Some Minnesotans may be familiar with the work of Maurice Sendak, who wrote and illustrated many books of so-called children's literature. His most famous work is probably "Where the Wild Things Are." Now, and unfortunately for his family and friends, a dispute over how his estate is distributing his property and the ensuing probate litigation threatening to make his estate administration seem much like the thick jungle of his famous book.

Sendak, who died two years ago, had in his possession a number of what his will described as rare books. He also had a collection of vintage books by Beatrix Potter, the author of "The Tale of Peter Rabbit." His will specified that his rare books would go to a particular museum. Except for where he otherwise specified, all of his other assets would go to a foundation bearing the author's name, which could turn around and sell them.

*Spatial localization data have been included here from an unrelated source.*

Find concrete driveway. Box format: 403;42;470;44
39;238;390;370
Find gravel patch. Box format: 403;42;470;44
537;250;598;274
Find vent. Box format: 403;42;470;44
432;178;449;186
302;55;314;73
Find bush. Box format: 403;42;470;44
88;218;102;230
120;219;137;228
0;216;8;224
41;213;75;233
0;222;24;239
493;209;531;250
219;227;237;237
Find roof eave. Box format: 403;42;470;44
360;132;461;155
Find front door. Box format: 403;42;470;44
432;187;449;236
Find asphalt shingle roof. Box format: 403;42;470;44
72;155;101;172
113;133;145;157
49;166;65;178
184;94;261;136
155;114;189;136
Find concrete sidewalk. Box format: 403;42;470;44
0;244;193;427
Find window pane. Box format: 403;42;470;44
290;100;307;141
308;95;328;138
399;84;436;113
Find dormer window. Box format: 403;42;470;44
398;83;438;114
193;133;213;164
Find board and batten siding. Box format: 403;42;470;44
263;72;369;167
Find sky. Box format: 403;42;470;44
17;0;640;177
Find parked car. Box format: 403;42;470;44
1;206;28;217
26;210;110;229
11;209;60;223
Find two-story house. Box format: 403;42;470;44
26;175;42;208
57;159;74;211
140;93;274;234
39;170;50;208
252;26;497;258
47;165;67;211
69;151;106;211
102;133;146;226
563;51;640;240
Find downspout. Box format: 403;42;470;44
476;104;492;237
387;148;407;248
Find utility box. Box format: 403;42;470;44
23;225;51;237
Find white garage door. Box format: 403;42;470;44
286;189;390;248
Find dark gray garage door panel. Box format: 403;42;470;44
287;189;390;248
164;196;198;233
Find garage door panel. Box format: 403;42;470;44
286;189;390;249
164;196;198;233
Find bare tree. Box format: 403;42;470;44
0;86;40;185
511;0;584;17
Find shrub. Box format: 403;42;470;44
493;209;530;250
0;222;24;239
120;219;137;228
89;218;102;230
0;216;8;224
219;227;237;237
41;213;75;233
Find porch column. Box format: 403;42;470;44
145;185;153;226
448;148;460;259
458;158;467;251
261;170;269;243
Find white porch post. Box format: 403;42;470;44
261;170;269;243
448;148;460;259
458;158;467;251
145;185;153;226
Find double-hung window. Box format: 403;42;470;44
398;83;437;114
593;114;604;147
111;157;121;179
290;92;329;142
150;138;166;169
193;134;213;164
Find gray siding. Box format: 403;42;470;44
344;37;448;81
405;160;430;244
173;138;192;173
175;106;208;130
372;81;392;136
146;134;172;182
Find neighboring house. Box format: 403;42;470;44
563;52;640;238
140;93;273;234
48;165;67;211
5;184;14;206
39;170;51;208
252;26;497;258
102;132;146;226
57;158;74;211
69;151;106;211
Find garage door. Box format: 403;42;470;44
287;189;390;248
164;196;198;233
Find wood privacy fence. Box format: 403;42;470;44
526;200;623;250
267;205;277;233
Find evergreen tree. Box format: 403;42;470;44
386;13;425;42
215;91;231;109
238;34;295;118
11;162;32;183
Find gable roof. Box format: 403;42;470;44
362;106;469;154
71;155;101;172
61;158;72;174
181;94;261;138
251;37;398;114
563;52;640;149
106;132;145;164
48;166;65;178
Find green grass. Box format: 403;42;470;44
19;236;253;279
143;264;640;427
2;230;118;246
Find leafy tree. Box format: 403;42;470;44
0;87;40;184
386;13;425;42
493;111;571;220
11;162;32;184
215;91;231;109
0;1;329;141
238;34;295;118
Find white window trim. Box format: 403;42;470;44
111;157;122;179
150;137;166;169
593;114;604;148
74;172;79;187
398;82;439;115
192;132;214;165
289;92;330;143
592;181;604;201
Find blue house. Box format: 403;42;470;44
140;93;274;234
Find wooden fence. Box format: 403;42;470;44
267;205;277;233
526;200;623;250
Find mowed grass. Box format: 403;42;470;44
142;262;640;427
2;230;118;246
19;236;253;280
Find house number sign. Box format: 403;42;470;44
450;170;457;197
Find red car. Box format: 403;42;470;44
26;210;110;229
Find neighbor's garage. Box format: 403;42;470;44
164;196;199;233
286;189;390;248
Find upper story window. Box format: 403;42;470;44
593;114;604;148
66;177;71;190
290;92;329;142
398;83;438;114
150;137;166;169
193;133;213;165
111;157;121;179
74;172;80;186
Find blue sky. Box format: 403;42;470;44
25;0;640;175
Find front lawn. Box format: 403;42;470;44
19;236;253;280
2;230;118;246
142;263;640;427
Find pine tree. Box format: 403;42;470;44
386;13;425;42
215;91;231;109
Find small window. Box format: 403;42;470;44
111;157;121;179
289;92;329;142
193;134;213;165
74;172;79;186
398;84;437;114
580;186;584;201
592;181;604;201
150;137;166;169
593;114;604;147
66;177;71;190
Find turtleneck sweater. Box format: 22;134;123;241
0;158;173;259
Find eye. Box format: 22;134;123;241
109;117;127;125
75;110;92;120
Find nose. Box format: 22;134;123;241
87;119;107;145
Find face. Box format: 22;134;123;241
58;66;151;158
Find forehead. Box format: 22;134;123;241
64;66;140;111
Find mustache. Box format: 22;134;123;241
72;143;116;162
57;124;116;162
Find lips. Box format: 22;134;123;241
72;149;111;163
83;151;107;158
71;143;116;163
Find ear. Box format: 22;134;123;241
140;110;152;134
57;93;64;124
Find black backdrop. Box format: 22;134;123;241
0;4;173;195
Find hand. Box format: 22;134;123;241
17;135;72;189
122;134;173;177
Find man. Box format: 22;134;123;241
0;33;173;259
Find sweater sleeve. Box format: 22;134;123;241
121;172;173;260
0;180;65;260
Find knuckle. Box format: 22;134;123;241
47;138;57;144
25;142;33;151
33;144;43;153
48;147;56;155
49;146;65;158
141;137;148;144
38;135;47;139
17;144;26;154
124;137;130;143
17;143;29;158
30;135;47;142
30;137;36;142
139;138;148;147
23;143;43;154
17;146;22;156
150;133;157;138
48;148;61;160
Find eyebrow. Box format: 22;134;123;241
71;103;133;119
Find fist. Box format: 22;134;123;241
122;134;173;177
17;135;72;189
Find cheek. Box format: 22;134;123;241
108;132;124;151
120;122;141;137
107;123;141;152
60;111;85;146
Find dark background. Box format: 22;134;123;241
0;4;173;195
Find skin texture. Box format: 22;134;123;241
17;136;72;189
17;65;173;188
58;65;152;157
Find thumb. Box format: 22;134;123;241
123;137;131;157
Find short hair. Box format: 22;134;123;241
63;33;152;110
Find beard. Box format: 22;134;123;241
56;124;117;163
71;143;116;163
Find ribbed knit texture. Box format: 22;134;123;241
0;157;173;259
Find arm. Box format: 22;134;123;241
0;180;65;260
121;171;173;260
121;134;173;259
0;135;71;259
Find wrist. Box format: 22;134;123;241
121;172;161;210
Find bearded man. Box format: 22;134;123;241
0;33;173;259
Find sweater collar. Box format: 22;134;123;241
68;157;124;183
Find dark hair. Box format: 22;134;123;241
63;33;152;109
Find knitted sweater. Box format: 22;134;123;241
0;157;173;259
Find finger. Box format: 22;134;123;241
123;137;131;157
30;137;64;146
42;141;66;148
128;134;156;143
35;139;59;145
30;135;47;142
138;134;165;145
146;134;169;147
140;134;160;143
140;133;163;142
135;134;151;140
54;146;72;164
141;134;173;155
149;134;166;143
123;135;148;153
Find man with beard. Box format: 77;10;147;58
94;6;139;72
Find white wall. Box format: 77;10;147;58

Attorneys for the museum allege that this is exactly what the foundation intends to do and have suggested that unless a probate judge forces the administrators of the author's estate to turn over the books, the foundation will sell them at an auction early next year. According to the museum, the estate has declined to do so, saying that the Beatrix Potter collection are not rare books. Supposedly, the estate claims that the books are not rare books because they are children's literature.

No matter how a judge rules on this request, the case illustrates that probate litigation can not only involve sweeping challenges to the validity of a will or trust document but also involve seeming minor points, like the meaning of an unclear word or phrase. In such cases, there may still be a need to have the assistance of an experienced probate litigation attorney.